Search tips

General tips

With * (asterisk) you can abbreviate search terms (truncation). The asterisk replaces any number of letters.
Example: synta* finds syntax, syntactic, syntaxique and so on.
Use quotation marks around the words that must occur next to one another as a phrase (phrase search).
Example: "Old English"
The search is not sensitive to case: uppercase and lowercase letters are treated as equivalent.
Example: Compound and compound deliver the same search results.
German umlauts and ß are converted automatically.
You can combine search fields using the Boolean operators AND, OR, AND NOT. (AND is the default setting).
When you use AND between terms, you specify that both/all terms must be in every item found.
When you use OR between search terms, you specify that items must contain one of the terms, but not necessarily both.
Use AND NOT when you want to exclude items that contain the term positioned after NOT.

Go to top

Catalogue search

Via the Simple Search, you can search across all catalogues and all search fields. If you enter several search terms, they will be linked by AND.
The search bar on the welcome page as well as the search box in the main navigation bar provide the same function.

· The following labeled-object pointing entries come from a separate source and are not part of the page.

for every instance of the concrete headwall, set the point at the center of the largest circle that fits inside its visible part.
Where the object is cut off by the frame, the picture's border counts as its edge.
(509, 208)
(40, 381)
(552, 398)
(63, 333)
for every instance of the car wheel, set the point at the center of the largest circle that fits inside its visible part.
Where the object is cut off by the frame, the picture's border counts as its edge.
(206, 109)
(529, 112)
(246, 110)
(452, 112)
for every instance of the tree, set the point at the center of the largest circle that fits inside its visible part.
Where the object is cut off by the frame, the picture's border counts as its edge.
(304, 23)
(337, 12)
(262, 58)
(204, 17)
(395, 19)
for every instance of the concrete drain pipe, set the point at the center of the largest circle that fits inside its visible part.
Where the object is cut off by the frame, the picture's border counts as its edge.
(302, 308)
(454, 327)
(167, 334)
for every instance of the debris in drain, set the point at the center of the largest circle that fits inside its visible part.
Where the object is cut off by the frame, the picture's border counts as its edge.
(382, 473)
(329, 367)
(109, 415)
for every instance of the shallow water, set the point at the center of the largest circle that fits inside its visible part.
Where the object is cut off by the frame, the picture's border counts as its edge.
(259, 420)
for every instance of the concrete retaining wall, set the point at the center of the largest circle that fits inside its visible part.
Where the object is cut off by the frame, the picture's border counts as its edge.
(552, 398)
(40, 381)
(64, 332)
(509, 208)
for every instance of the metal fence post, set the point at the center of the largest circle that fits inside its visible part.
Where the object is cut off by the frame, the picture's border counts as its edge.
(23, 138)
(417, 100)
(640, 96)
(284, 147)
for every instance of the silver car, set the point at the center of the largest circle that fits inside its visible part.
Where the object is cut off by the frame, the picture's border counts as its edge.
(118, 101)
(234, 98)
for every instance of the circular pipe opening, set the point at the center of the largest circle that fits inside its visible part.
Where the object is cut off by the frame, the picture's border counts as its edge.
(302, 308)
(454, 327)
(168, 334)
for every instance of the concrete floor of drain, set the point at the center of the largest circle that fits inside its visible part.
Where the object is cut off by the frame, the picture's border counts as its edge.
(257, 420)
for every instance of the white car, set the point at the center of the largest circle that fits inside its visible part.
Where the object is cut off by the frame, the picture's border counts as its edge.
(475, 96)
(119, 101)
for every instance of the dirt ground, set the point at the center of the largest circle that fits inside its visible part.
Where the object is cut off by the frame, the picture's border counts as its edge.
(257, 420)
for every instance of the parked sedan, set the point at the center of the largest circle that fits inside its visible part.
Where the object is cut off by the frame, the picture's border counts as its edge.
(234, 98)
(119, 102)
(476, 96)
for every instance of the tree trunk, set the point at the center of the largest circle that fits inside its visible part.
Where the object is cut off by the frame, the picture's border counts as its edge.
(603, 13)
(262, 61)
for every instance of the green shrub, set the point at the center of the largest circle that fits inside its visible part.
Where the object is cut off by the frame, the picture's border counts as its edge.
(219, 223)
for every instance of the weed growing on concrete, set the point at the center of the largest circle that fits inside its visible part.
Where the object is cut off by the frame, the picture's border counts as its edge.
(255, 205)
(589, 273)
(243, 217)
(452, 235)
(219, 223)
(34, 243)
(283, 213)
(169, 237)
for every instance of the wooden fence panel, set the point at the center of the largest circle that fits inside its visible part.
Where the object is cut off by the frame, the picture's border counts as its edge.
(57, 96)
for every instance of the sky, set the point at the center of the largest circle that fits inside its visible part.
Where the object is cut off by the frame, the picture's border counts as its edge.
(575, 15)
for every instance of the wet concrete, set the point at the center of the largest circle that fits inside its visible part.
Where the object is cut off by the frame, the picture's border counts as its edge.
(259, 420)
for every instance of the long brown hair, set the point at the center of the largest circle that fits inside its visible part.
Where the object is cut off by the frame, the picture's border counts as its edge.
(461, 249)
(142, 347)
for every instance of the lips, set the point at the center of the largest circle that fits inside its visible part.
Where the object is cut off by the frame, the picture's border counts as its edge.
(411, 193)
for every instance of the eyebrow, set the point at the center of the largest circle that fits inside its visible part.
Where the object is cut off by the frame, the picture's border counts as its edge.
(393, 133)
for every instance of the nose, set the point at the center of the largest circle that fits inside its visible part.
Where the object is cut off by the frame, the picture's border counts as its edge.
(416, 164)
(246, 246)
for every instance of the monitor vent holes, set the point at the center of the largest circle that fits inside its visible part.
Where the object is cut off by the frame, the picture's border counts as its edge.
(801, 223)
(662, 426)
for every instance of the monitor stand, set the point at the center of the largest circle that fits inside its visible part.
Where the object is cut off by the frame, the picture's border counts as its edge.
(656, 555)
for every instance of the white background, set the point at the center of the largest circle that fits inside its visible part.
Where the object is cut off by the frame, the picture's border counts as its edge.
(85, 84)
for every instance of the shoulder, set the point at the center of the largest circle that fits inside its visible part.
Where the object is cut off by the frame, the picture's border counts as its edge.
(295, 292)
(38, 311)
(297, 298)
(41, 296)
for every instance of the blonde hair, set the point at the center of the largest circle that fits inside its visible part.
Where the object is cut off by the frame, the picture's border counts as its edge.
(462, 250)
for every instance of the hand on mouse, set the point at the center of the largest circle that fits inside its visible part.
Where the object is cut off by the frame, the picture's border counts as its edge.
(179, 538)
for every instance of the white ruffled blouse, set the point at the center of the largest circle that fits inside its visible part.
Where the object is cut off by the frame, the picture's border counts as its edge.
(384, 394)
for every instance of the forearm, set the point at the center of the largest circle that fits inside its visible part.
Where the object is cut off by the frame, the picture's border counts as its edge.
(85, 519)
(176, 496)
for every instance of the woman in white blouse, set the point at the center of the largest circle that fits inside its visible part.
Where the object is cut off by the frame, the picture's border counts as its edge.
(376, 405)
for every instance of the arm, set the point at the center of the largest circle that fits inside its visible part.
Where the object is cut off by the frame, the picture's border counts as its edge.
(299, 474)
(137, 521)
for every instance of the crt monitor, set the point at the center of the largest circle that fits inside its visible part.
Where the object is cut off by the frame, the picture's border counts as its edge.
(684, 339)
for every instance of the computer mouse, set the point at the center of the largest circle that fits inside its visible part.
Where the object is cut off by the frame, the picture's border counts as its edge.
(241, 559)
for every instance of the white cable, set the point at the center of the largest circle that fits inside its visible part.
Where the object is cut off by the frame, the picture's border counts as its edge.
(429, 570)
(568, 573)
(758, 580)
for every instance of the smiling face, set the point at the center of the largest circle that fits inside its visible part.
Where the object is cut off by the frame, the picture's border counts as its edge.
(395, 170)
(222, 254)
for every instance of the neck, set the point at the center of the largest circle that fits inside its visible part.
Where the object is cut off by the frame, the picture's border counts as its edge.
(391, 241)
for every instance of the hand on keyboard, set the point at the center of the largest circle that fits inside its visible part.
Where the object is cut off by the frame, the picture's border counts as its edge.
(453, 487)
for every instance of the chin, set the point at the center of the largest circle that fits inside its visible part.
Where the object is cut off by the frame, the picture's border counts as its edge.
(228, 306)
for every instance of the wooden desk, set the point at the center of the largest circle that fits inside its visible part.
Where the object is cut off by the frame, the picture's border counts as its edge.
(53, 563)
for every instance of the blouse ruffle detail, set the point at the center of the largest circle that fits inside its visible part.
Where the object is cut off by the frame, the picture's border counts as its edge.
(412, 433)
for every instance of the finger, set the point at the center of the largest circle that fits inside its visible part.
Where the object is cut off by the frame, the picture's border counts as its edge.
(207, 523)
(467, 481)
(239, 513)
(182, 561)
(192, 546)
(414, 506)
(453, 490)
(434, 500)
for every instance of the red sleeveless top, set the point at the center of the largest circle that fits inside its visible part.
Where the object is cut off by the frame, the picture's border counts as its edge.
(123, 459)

Selecting Advanced Search, you can use five search fields to refine your query. You can assign different categories to the search fields and combine them using the Boolean operators.

For each search field you can choose a category using the drop-down list. The options are:

All fields
Title
Creator / Publisher
Keyword
Year

Display of the results and access to the publications

You can sort the results of your query in different ways. The default setting is by publishing year (descending).

Use the drop-down list to choose one of the options:

publishing year (descending)
publishing year (ascending)
creator (A → Z)
creator (Z → A)
title (A → Z)
title (Z → A)

When searching across all data sources (catalogues, bibliographies, directories), your results can be books, articles, journals, websites, etc.

In the hit list, you see the bibliographic records of the resources that fulfil your search criteria. For each record, you have a short and a detailed version. The short version comprises the title, information about the author or editor, and data source (i.e. name of the catalogue).

If you choose Show details, you will see additional information, e.g. ISBN, URL, Country, publication language (Written in), Abstract or Keyword. The amount of the available information can vary across data sources and resource types.

Under the entries in the hit list, you can find different buttons that facilitate the access to the resource. What kind of access you have depends on the resource type and the data source. If alternative options exist, they will be shown simultaneously.

Functions of the buttons

Link to the full text or the website

The colour codes correspond to the established traffic light system (see below) of the Electronic Journals Library (Elektronische Zeitschriftenbibliothek, EZB).

The article is published in an open access journal; this is a link to the journal via the EZB; you can find the full text on the journal’s website.

The article is published in a subscription-based electronic journal that has been licensed by your institution; this is a link to the journal via the EZB; you can find the full text on the journal’s website.

The article is published in a subscription-based electronic journal; the full text is not accessible since your institution does not own a licence; the abstract may be freely availabe .

The status of the journal where the article is published could not be determined; this is a link to the journal’s record in the EZB that can provide additional information.

Link to the Zeitschriftendatenbank (ZDB); you can see here which German or Austrian libraries have holdings of the print journal.

Starts a Germany-wide search in the union catalogues. You will find out which libraries possess the book.

Starts an availability check in the Karlsruhe Virtual Catalog. You will find out in which library networks the book is available.

Link to subito, a fee-based document delivery service of German, Swiss, and Austrian libraries. You can order a copy of an article or a book chapter. Subito will deliver the copy directly to your home within 24 to 72 hours.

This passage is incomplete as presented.